US schools are uniquely vulnerable to cyber attacks
A new study by application delivery and security company Radware reveals that US schools are uniquely vulnerable to the threat of cyber attacks.
The study of 1,000 US consumers shows that 15 percent of respondents think a 1-6 grade student easily disrupt school or university operations through a cyber attack, while 57 percent believe the same is true for high school students.
Despite this pessimism, however, 76 percent of respondents say they are not aware of any schools or universities being affected by a cyber attack.
Part of the problem is that schools' security budgets are 50 percent lower than those in financial or government organizations, and 70 percent lower than in telecom and retail. While the cost of a cyber attack is lower -- schools estimate the cost of an attack at only $200,000, compared to the $500,000 expected by financial firms, the $800,000 by retailers, and the $1 million price tag foreseen by health care, government, and tech organizations -- the disruption can still be severe.

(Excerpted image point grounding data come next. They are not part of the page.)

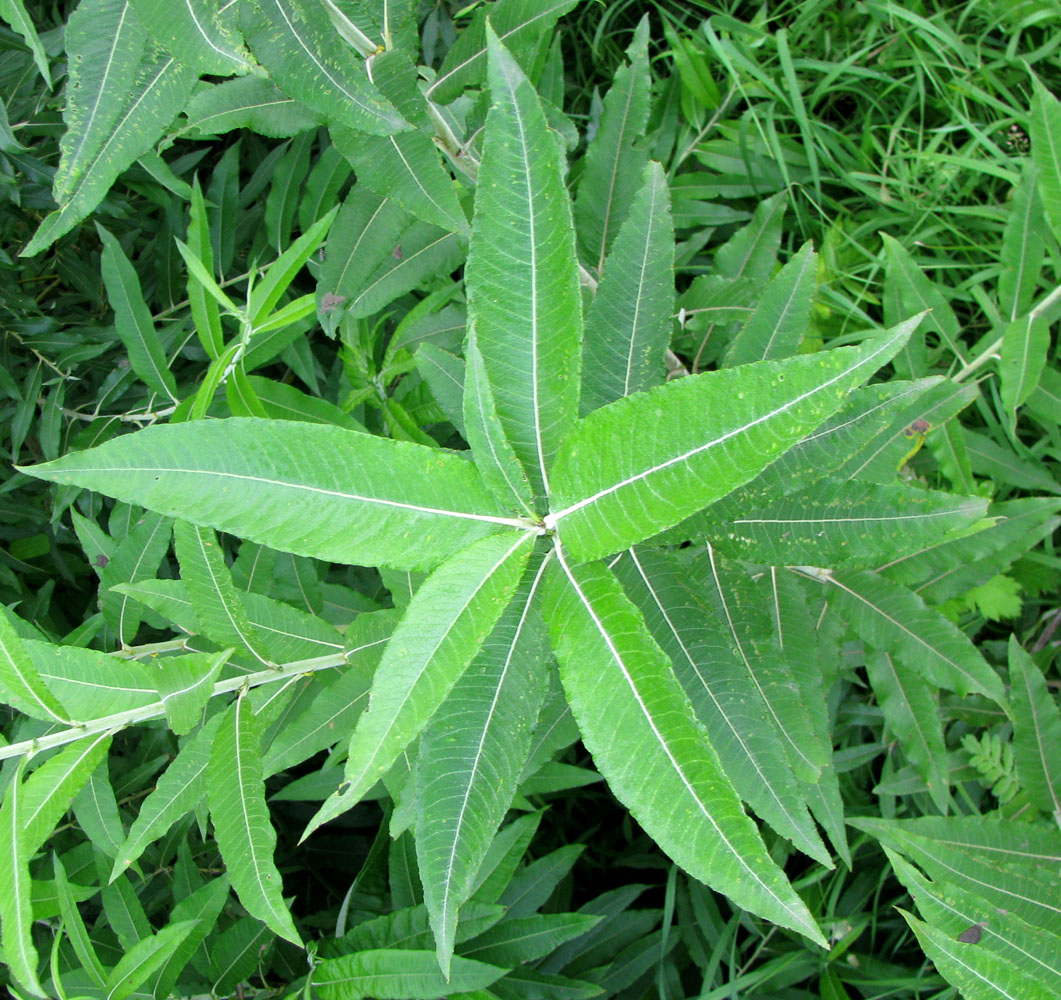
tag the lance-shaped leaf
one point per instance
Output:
(846, 521)
(444, 627)
(296, 42)
(241, 821)
(310, 489)
(615, 158)
(644, 736)
(777, 326)
(643, 463)
(519, 23)
(20, 681)
(910, 708)
(197, 33)
(979, 974)
(133, 319)
(628, 323)
(219, 611)
(179, 790)
(1037, 732)
(471, 755)
(494, 458)
(722, 691)
(521, 276)
(896, 619)
(159, 90)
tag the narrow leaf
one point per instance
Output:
(644, 737)
(241, 821)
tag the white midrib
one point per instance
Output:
(618, 656)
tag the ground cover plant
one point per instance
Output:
(636, 488)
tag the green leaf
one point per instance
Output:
(179, 789)
(521, 274)
(1025, 344)
(722, 691)
(638, 723)
(398, 974)
(643, 463)
(628, 323)
(297, 44)
(133, 319)
(782, 316)
(310, 489)
(197, 34)
(127, 125)
(615, 160)
(219, 612)
(979, 974)
(14, 13)
(241, 821)
(846, 521)
(1037, 732)
(910, 708)
(23, 687)
(1045, 135)
(897, 620)
(471, 755)
(444, 627)
(519, 24)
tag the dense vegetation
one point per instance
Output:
(529, 500)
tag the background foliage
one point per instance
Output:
(219, 230)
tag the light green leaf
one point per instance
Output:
(398, 974)
(241, 821)
(21, 683)
(979, 974)
(521, 275)
(219, 611)
(178, 790)
(615, 159)
(782, 316)
(638, 723)
(494, 458)
(628, 323)
(1025, 344)
(519, 24)
(144, 959)
(645, 462)
(846, 521)
(444, 627)
(910, 708)
(1037, 732)
(14, 13)
(471, 755)
(133, 319)
(131, 121)
(897, 620)
(305, 488)
(1046, 151)
(196, 33)
(722, 691)
(296, 42)
(1023, 244)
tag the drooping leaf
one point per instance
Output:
(1037, 732)
(296, 42)
(310, 489)
(241, 821)
(643, 463)
(638, 723)
(628, 323)
(521, 275)
(444, 627)
(471, 755)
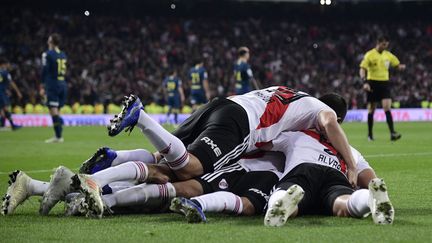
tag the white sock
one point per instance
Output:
(37, 188)
(358, 203)
(276, 196)
(129, 171)
(121, 185)
(132, 155)
(140, 195)
(220, 202)
(167, 144)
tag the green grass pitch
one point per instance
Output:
(406, 165)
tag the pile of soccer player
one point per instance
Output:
(226, 157)
(109, 56)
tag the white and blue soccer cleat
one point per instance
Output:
(127, 118)
(93, 204)
(382, 210)
(101, 160)
(278, 213)
(189, 209)
(58, 188)
(75, 204)
(16, 193)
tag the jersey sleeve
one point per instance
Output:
(394, 60)
(365, 62)
(281, 143)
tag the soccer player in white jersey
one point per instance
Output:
(221, 131)
(315, 182)
(243, 187)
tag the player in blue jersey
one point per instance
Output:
(243, 75)
(54, 63)
(200, 90)
(175, 95)
(5, 82)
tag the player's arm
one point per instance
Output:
(396, 63)
(206, 86)
(327, 122)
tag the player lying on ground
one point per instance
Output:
(236, 178)
(223, 130)
(315, 182)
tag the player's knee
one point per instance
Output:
(340, 208)
(248, 207)
(192, 169)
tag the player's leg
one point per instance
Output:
(364, 177)
(386, 104)
(53, 103)
(21, 187)
(106, 157)
(371, 106)
(214, 143)
(213, 199)
(57, 190)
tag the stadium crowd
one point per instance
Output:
(112, 56)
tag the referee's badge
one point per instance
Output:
(387, 63)
(223, 184)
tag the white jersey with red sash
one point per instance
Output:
(309, 147)
(276, 109)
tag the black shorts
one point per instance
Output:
(322, 185)
(217, 133)
(379, 90)
(254, 185)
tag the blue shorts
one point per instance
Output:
(56, 96)
(4, 100)
(174, 102)
(198, 98)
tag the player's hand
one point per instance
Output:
(366, 87)
(352, 177)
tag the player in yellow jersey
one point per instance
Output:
(374, 70)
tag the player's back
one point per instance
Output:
(243, 74)
(275, 109)
(4, 81)
(171, 84)
(197, 75)
(54, 67)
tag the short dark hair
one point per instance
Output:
(382, 38)
(242, 51)
(337, 103)
(197, 61)
(3, 60)
(56, 39)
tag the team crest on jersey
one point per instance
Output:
(212, 145)
(223, 184)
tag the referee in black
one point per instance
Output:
(376, 64)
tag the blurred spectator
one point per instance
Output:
(110, 57)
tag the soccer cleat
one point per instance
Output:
(54, 140)
(101, 160)
(395, 136)
(94, 205)
(16, 193)
(278, 213)
(379, 203)
(127, 118)
(189, 209)
(75, 204)
(58, 188)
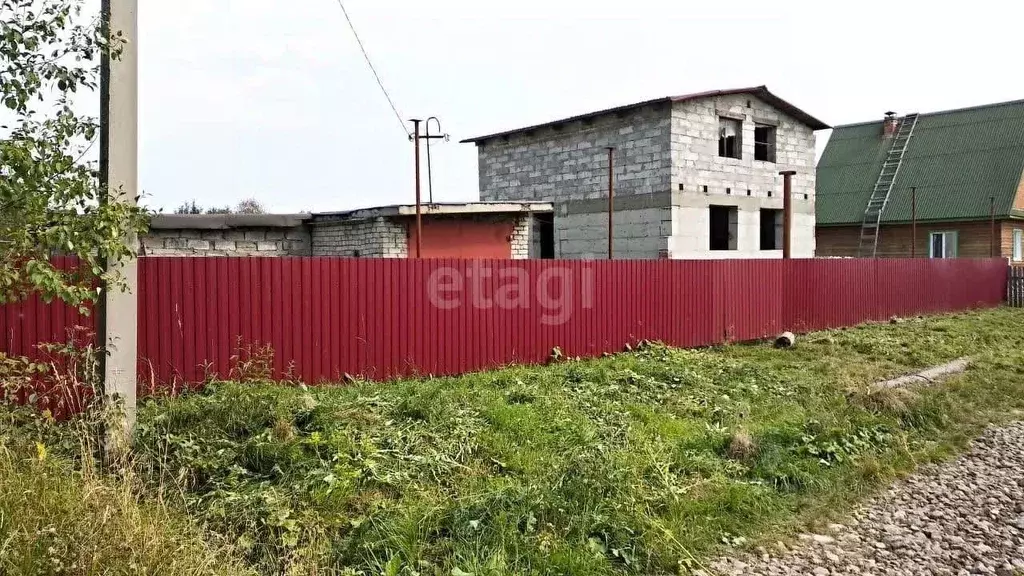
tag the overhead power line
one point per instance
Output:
(366, 55)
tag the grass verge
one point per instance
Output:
(56, 518)
(642, 463)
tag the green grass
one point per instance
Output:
(57, 519)
(642, 463)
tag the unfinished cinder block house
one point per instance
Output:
(695, 176)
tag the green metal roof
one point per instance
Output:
(957, 160)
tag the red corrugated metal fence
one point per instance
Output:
(326, 318)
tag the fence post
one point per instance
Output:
(118, 318)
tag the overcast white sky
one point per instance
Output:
(271, 98)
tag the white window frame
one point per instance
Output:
(946, 244)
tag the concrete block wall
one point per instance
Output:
(376, 238)
(642, 225)
(237, 242)
(571, 163)
(748, 183)
(522, 235)
(691, 228)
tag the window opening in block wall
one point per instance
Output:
(730, 137)
(771, 229)
(764, 142)
(724, 227)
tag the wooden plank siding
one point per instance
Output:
(895, 241)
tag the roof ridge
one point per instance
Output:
(938, 113)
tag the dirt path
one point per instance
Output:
(965, 517)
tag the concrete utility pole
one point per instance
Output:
(611, 202)
(419, 199)
(119, 177)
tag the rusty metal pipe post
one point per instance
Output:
(787, 213)
(611, 201)
(991, 217)
(913, 222)
(419, 199)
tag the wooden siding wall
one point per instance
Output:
(895, 241)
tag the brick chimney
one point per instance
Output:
(890, 125)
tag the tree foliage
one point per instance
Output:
(247, 206)
(51, 201)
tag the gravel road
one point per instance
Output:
(965, 517)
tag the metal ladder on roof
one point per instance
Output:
(884, 187)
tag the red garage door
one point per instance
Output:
(463, 239)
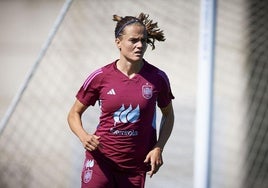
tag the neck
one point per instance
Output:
(130, 69)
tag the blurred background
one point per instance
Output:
(37, 149)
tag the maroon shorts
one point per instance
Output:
(100, 174)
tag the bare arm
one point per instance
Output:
(89, 141)
(166, 126)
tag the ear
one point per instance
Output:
(118, 43)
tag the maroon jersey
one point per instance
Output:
(127, 125)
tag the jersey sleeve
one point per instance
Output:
(89, 92)
(165, 95)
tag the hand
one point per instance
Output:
(91, 142)
(154, 157)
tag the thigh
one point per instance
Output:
(130, 180)
(96, 174)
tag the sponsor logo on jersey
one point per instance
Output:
(147, 91)
(125, 115)
(87, 174)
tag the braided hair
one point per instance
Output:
(153, 31)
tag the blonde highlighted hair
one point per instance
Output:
(153, 31)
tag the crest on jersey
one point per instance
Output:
(147, 91)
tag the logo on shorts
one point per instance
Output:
(87, 174)
(147, 91)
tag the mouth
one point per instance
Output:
(139, 53)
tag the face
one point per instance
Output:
(132, 43)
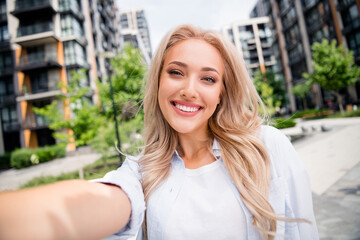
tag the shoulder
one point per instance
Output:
(284, 159)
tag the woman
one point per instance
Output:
(208, 170)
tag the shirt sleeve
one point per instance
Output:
(298, 196)
(127, 177)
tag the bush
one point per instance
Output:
(26, 157)
(353, 113)
(5, 160)
(312, 113)
(280, 123)
(20, 158)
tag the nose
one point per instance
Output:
(189, 90)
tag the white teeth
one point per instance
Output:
(187, 109)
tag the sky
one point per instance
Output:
(163, 15)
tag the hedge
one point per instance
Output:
(26, 157)
(5, 160)
(280, 123)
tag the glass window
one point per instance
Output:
(74, 53)
(5, 60)
(3, 7)
(71, 26)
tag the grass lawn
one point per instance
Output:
(92, 171)
(346, 114)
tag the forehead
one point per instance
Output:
(195, 52)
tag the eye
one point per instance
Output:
(175, 72)
(209, 79)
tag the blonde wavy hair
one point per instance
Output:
(235, 124)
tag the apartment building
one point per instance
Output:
(41, 42)
(135, 30)
(253, 39)
(297, 24)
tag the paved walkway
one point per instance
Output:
(332, 159)
(12, 179)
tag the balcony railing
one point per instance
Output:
(35, 28)
(38, 58)
(25, 4)
(72, 6)
(51, 86)
(309, 3)
(11, 126)
(6, 99)
(33, 120)
(6, 71)
(345, 4)
(3, 17)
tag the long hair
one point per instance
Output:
(235, 124)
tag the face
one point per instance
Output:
(190, 85)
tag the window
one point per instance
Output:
(9, 117)
(292, 35)
(2, 7)
(354, 43)
(71, 26)
(289, 18)
(6, 86)
(74, 53)
(39, 82)
(5, 60)
(35, 54)
(4, 33)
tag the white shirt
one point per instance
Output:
(206, 207)
(289, 193)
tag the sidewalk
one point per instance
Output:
(12, 179)
(332, 159)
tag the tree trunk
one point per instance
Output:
(304, 103)
(339, 100)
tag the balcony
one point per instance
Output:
(308, 4)
(105, 29)
(71, 7)
(3, 17)
(39, 95)
(36, 61)
(7, 99)
(5, 44)
(11, 126)
(6, 71)
(342, 5)
(25, 9)
(314, 26)
(352, 26)
(35, 121)
(36, 34)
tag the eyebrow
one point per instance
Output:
(181, 64)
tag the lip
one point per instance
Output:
(187, 104)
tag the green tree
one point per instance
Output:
(302, 90)
(84, 120)
(127, 79)
(334, 68)
(271, 90)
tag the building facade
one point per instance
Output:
(135, 30)
(41, 42)
(253, 39)
(297, 24)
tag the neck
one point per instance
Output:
(194, 150)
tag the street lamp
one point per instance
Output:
(109, 55)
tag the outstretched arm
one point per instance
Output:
(72, 209)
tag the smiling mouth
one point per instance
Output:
(186, 108)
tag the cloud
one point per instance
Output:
(163, 15)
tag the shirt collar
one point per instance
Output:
(216, 150)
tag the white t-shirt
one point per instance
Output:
(206, 207)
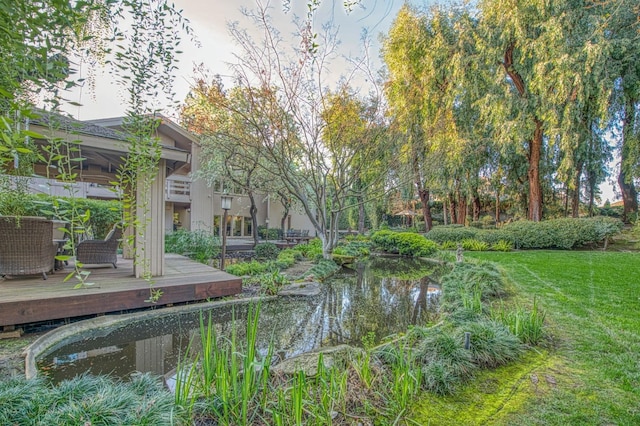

The profile of attacks is interesting too. Nearly a third (31 percent) of attacks against schools are from angry users, a percentage far higher than in other industries. Some 57 percent of schools report being hit by malware, while the same percentage report being victims of social engineering, and 46 percent report having experienced ransom attacks. Despite this 44 percent of schools admit to not having an emergency response plan.
The report's authors conclude, "As the new school year begins, and cyber attacks inevitably delay class registration, expose students’ personal data, and disrupt online testing, schools and universities should not only revisit their cyber security budgets, but do a better job of communicating with parents, students, faculty, and staff about staying safe."